Opened by local TV actor Mr. Garry [sic] Hope, of the Count of Monte Cristo series, the fete drew some thousand villagers who enjoyed a variety of entertainments. Only disappointment for the hardworking few who organised the fete was an acute shortage of volunteers.
There was a tug-of-war competition, junior sports organised by St. Lawrence County Primary School Parent Teachers’ Association, a trampoline display by pupils from Howard of Effingham School and an exhibition of work by St. Lawrence Primary School.
A collection of model aircraft was presented by Mr. A. Cockell [sic– Cockle] and a Punch and Judy show kept hundreds of children at the ready for fun and excitement.
In just over two hours, Miss Pamela Whitbread raised £19 in the walk-round competition and unclaimed prizes can be obtained from the chairman of the fair committee, Mr. P. Jenner, at 32 Orchard Gardens, Effingham.
A further event held in the Scout Hut was the baby show. Flushed and worried like her parents, dark-eyed baby Della Armstrong, of Fairfield Cottages, Bookham, arrived at the Scout Hut literally at the closing hour, but came away … with …
… the show, and winners were: 6-12 months, Michelle Heimsath, of Mount Pleasant, Effingham; 13-18 months, Diane Mollatee, of Norwood Road, Effingham.
Heatwave conditions did not damp down the energies of the fourteens and under who entertained their elders with a sports day in miniature at the fair and there were full entries for every event.
Winner of the dads’ hilarious egg-and-spoon race was Mr. Angus A. Manson. Mrs. Askew romped home in the mums’ version of the race.
Other results, 100 yards boys, Clive Lawrence, girls, Jane Dawson; 75 yards, Richard Lawrence, girls, Susan Luetchford; 50 yards boys, Geoffrey Brown, girls, Susan Anstey; 50 yards boys and girls(aged 5), Jimmy Askew; egg-and-spoon boys, Andrew Mills, girls, Amanda Kent; three-legged race, Clair Furlonger and Susan Luetchford.
From The Leatherhead Advertiser, publ. July 8th 1966.
From the article we read that the Fair was opened by Gary Hope (pictured right), a well-known film and TV actor and director who lived in the Guildford area.
The pram race was the opening event. The participants had first had to get themselves and their prams to Bookham, from where they then raced in the heat all the way to Effingham and then around the King George V playing fields. It must have been very physically demanding yet, evidently, was also a lot of fun.
The “Tramps” and the “Babies” relaxing after the race; the heatwave conditions are palpable from the photograph.
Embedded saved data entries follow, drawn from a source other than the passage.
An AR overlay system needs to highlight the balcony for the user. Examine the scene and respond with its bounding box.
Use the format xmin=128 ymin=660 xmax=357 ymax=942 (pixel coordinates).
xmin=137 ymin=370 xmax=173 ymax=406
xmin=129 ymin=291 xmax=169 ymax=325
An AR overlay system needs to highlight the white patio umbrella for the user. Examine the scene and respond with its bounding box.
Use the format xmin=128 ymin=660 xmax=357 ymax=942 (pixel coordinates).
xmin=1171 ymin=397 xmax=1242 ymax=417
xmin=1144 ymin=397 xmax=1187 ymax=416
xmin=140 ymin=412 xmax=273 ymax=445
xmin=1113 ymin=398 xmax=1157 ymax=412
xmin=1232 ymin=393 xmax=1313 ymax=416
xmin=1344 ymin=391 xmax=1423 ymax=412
This wonderful photograph and about a dozen others were taken by Kathleen Parrish a short while before she married. A keen photographer at the time, she later donated a huge number of scans of her Effingham photographs from this era to ELHG and we are greatly indebted to her. The gallery below presents more of her photographs of this event.
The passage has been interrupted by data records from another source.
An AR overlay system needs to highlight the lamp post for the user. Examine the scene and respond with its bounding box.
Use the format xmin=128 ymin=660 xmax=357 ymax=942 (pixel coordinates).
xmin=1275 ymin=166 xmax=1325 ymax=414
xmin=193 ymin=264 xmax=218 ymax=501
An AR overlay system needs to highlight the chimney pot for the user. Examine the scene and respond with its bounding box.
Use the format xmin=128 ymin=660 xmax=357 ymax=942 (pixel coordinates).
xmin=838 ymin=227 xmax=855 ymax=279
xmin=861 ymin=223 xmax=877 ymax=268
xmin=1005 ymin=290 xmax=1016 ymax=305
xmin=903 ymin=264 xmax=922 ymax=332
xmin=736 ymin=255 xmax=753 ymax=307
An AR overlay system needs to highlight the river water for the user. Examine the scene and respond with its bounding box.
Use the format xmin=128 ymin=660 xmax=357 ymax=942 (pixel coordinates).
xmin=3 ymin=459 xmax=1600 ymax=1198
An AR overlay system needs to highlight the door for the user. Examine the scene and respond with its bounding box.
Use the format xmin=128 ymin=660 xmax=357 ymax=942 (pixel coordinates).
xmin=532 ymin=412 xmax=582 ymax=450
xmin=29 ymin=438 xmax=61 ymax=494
This photograph is interesting in several ways, besides confirming the presence of the Punch and Judy show. Firstly it shows the old Scouts hut and, next to but detached from this on the far left, the old hut in which sports clubs kept their equipment.
Secondly, on the right there is a glimpse of the group of commercial properties known as “Covey Island” that once stood on the site of today’s Lindens Close.
Thirdly, we can see in the distance the fence along the perimeter of the playing fields, entirely free of the substantial hedge that grew in later times. In this era there were wholly unimpeded views of the fields from the adjacent roads.
Here is another interesting view, namely of the almost-finished King George V Hall. This building, the construction of which had begun in earnest in 1964, was brought into use in the summer of 1966. It was officially opened in October by Dr Barnes Wallis (who was not knighted until two years later).
Looking ahead to the 1967 Fair …
We have no material for this event other than this photograph from the Barnes Wallis Album, so have taken the liberty of including it here. It is captioned:
“The Youth Club mounted this publicity stunt for the 1967 Effingham Fair. Planning and poster production, and décor of the cars (and their occupants!), was all done by the club.”
Their little motorcade advertising the event is making its way up Little Bookham Street, passing the Olde Windsor Castle pub.